A key finding was the identification of four genes upregulated in microsatellite stable, but not microsatellite unstable, tumors. The expression of these genes, dubbed the “Immune Exclusion Signature,” impacts the tumor microenvironment in a way that prevents cytotoxic CD8+ T cells from reaching their target.

Three of the genes encode proteins that are secreted from cancer cells and are markedly enriched in extracellular vesicles called exosomes and nanoparticles released from cells called supermeres.

Discovered by Coffey’s lab in 2021, supermeres contain enzymes, proteins, and RNA that are associated with multiple cancers and other diseases. As biomarkers, cancer-associated supermeres could improve diagnosis and therapy.

A clinical trial currently underway at VUMC is testing whether an antibody against one of the gene products, DDR1, will overcome “immune exclusion,” and open the door to the anti-tumor effects of cytotoxic CD8+ T cells and immunotherapy.

“Given the fact that three of these proteins are secreted by cancer cells and can be measured in the plasma, there may be biomarkers at hand,” Coffey said, “and even more importantly, there are agents available that can block them.”

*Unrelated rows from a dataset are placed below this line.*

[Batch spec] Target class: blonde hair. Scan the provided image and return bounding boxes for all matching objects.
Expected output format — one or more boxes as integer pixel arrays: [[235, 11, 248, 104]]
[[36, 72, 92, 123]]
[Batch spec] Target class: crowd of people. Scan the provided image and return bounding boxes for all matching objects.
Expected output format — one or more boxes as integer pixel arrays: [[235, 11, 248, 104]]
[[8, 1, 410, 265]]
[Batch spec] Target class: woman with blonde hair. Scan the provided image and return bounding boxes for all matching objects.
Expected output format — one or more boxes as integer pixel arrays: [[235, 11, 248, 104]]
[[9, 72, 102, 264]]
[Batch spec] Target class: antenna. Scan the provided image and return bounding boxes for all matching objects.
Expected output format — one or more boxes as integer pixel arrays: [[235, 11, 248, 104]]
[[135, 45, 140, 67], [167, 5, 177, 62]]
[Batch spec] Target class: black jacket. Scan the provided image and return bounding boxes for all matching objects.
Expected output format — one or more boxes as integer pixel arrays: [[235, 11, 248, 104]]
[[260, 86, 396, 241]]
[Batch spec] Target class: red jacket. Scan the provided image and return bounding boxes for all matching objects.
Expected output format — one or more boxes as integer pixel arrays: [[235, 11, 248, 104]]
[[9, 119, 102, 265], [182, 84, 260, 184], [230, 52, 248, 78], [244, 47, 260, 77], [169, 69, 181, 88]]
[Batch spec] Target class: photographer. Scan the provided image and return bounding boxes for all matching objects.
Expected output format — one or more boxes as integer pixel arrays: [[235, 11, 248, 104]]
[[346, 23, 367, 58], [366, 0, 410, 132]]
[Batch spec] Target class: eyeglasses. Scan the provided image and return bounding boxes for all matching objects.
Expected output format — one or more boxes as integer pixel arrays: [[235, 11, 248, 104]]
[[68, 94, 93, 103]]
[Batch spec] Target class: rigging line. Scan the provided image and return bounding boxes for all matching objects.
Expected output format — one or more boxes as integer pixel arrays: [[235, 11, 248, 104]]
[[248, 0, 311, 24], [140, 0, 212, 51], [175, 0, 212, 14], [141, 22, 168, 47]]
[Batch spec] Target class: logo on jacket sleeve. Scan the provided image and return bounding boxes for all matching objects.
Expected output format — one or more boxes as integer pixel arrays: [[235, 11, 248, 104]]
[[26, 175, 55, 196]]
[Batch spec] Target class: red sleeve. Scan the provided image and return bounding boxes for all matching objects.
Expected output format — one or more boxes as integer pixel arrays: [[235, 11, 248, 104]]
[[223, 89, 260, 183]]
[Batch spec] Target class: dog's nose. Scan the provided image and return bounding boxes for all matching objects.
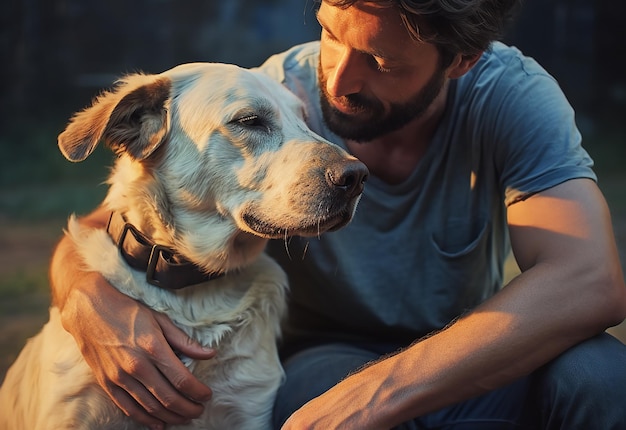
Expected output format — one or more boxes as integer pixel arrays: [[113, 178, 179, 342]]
[[326, 160, 369, 198]]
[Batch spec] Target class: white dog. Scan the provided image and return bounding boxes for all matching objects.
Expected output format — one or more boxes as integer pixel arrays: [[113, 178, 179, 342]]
[[0, 64, 367, 430]]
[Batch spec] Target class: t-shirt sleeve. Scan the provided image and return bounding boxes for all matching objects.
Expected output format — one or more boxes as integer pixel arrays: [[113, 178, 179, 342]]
[[480, 50, 596, 206]]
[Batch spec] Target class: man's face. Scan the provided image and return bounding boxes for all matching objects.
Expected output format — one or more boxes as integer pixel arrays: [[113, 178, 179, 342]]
[[318, 2, 446, 141]]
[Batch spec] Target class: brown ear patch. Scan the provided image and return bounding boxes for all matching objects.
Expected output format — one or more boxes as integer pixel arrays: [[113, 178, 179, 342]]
[[58, 75, 171, 161], [103, 78, 171, 160]]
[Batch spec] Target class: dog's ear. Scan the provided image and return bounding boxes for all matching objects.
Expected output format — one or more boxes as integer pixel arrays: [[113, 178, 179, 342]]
[[58, 75, 171, 161]]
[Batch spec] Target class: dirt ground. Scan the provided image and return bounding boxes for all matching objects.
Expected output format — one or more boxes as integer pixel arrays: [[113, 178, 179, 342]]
[[0, 201, 626, 381]]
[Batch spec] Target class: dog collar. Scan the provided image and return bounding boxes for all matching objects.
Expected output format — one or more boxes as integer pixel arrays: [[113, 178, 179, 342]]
[[107, 212, 224, 290]]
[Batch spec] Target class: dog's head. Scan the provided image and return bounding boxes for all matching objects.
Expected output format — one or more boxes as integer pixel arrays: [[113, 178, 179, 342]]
[[59, 63, 367, 270]]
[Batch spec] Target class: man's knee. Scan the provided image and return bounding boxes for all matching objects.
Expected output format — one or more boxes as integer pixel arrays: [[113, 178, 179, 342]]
[[533, 333, 626, 429], [273, 344, 378, 429]]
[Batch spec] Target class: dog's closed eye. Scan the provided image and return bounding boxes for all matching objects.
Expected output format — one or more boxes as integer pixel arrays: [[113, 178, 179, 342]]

Lau has been working on the cartography of colorectal cancer since he was recruited to Vanderbilt by Coffey in 2013. “It’s been a wonderful partnership,” Lau said.

Cody Heiser, a graduate student in Lau’s lab, is first author of the Cell paper.

Other Vanderbilt University coauthors are Alan Simmons, Eliot McKinley, PhD, Jiawei Wang, Harsimran Kaur, Justin Shao, Naila Tasneem, Zhengyi Chen, William Kim, Andrea Rolong, PhD, Paige Vega, and Nabil Saleh.

Other VUMC coauthors are Frank Revetta, Marisol Ramirez-Solano, Gregory Ayers, Yu Wang, PhD, Sarah Glass, Nicholas Markham, MD, PhD, Simon Vandekar, PhD, Angela Jones, M. Kay Washington, MD, PhD, Joseph Roland, PhD, Qi Liu, PhD, and Martha Shrubsole, PhD.

This study was supported in part by National Institutes of Health grants U2CCA233291 (Human Tumor Atlas Network), U54CA274367 (Translational and Basic Science Research in Early Lesions), R35CA197570, P50CA236733, P01CA229123, R01DK103831, K07CA122451, F31DK127687, and P30CA068485, and by the Nicholas Tierney GI Cancer Memorial Fund.